The seeding mechanism is a work in progress. One approach is to do petitions and take the top 2^n people with the most signatures. We can allow a rather large number of candidates because a bracket is more scalable. Instead of a handful of contenders selected by the parties, we can have hundreds or thousands of contenders who are all given thoughtful consideration.

I think randomizing the matchups is the most fair, because I can't think of any other objective mechanisms. Although I'm open to ideas.

> you can’t make their political media consumption focus on that matchup

Regarding that point, let's say there are 1024 candidates and I am assigned to just vote between Alice and Bob.

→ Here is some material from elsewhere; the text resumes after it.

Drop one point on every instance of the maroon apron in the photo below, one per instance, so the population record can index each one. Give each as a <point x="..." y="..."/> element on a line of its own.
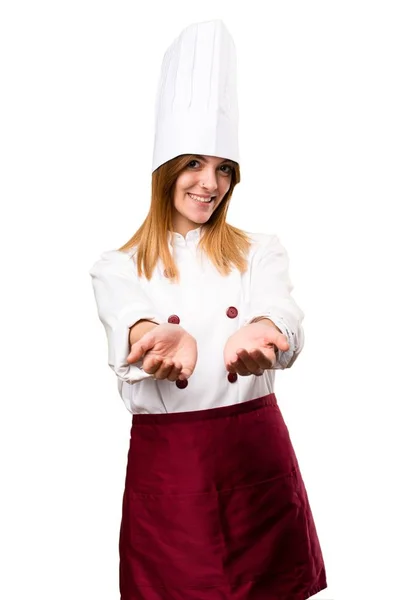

I can research those 2 very thoroughly and ignore all other information. Likewise, everyone else will thoroughly research the 2 candidates they have to decide between.

Through these pairwise matches, we then narrow down to 512 candidates, then 256, etc...

Randomising the matchups is a terrible idea, because candidates will claim that the matchups have been fixed, and you won’t be able to refute that in a way that convinces most people.

> Likewise, everyone else will thoroughly research the 2 candidates they have to decide between.

Hahaha no.

I’m sure you’re very conscientious and would do this. You are not typical.

I agree that most people are not conscientious and have little incentive to research candidates thoroughly! That's precisely why each voter should research 2 candidates.

The alternative is that every voter has to analyze all candidates (this is the case in our current system)

In the current American system, most voters only research the top two candidates, if that. (i.e. they don’t vote in the primaries.)

Alaska seems to have got voters to consider the top four, that seems like an approach worth rolling out more widely.

Indeed, in America most voters only research two candidates. That's a big problem because the best person to be president is probably neither Biden nor Trump.

A bracket would allow us to process thousands of candidates while only requiring each individual to research 2 candidates.